I was wondering how IBS affects your social life. Mine is practically non-existent. When I get invited somewhere I don't think "wow it sounds good" I think "Oh God, what if I have an attack?!" I find it easier just to say no. I do go out from time to time but it takes a lot of work. Furthermore, if I go somewhere that doesn't have a decent, fairly private bathroom then I get nervous. Oh the joys of having IBS!
yeah, this all sounds very familiar and i'm sure for all of us with IBS, it has hindered our social life! I feel the same way. What i do, is that whenever people want to go out, i just tell them that i'm going to meet them at the place. That way, if on my way there i feel terrible i can just go back home without bothering anyone. Also, once i'm there, if I do get an attack, i can just leave. But it's always better to just try!! good luck!
My friends always got annoyed whenever I was unable to go somewhere due to IBS flare-ups. They never seemed to understand. I think that may be the hardest part. It's as if I'm making it up as an excuse to get out of going somewhere. As if I ENJOY being a prisoner in my own house, right?

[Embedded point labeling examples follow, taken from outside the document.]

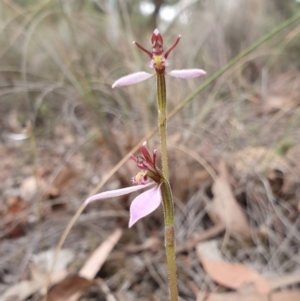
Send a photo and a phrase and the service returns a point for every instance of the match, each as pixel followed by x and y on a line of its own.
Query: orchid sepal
pixel 144 204
pixel 131 79
pixel 116 193
pixel 187 73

I can relate. It can be very hard to go out especially with bad flareups. Most things would need to be planned out ahead of time. I would need to know where, when and how long. Then I would ned to make sure that bathrooms are easily available. Even then, who knows how I'm going to feel that day. Its tough. I'm glad I have a supportive family. But firends can be tougher to deal with. I hate having to explain what I have. It's cost me outings, some events. Most of the time its just the build up to the event that scks the most. Having to sometimes turning down friends. Just like what Iggydragon said, you can sometimes feel like a prisoner at home.
I find it really hard at times (no pun intended!). Like you said, Anubis, it's the build up that's the worst. Once I'm there I'm usually alright. I'm not good everytime, but most times it's ok.

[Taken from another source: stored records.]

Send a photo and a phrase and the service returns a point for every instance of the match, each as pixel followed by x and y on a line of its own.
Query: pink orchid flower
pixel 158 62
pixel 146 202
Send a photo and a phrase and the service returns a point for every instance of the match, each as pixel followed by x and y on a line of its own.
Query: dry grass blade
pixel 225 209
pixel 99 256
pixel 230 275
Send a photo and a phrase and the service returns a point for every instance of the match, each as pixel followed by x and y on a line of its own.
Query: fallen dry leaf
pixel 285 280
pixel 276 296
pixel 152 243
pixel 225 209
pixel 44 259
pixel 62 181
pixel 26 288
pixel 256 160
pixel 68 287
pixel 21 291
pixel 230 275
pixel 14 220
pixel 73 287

I share the same feelings as all of you. An invitation to a social situation like a party, wedding, concert or movie strikes fear in my heart. Instead of being excited to do something I immediately start to think about all the "what ifs".
What if I have to go to the bathroom at someone's house, or a public bathroom where there might be other people in the bathroom or worse, maybe a line up.
Then there is always the lovely "leaking gas" smell that likes to pop up when I am stressed.
I am happiest when I am at home by myself. What a life...
I just got invited to a birthday this Saturday, and im trying to get all the details before commiting!!! I'll prob tell them i'll meet them where they are and go alone... but that's better than not going I guess.
I find that my friends get more upset if I just say no. They would rather I say I will try and then if I need to leave early/cancel at the last min etc then they don't mind. Also if I do have a really bad attack and say I can't come out then they are more worried that I am bad than upset about me cancelling as they know I would normally at least come out for 30min - 1hr and see how I get on.
When going out for food, I try to concentrate on the kind of food that I can eat rather than what I can't eat, for example japanese, thai, some italian restaurants are good. I know when it comes to weddings etc were you just get a buffet/set meal and can't change it then it is more difficult. But if it is a restaurant that you are going to then I sometimes phone the restaurant in advance and explain that I have a medical condition and have to be careful about what you eat, see if they can organise something slightly different for you - say exclude something from a dish that will make you bad, miss of a dressing/sauce, cook the food differently? I find that if you explain to people that you have a medical condition and that it is not a fad diet that you are on, then people are actually really helpful.
I have the same problem with public toilets, but when I get in a situation were there is nothing that can be done, I try to imagine that the other people in the toilets also have IBS or something similar. That way I feel that at least they will understand how I feel. Even if they do not have IBS they will have had diarrhoea in the past and will be sympathetic, I realise it does not take the worry and embarisment away.
You may find though that the more you go out, things are not as bad as you think. Often things seem worse when you are thinking about them at home, than when you actually do it. If you do find this then it will reduce your worry in the future when you go out, increase the amount that you can go out which will make you happier and inturn make your IBS better!
I do realise that when you have a bad attack then it is horrible, that often it feels like no one understands. However I have recently learnt that if I trust my freinds more and just give things a go, I am able to do alot more. And if I have an attack they understand (as long as I clean the toilet after!)
Hello!
I take probiotics. Florastor works REALLY well. Have you tired that? Also, diet is important. Look up the Paleo Diet, it really is an amazing diet. Lots of info on Google and around here as well. Feel better! Glad you are on this site!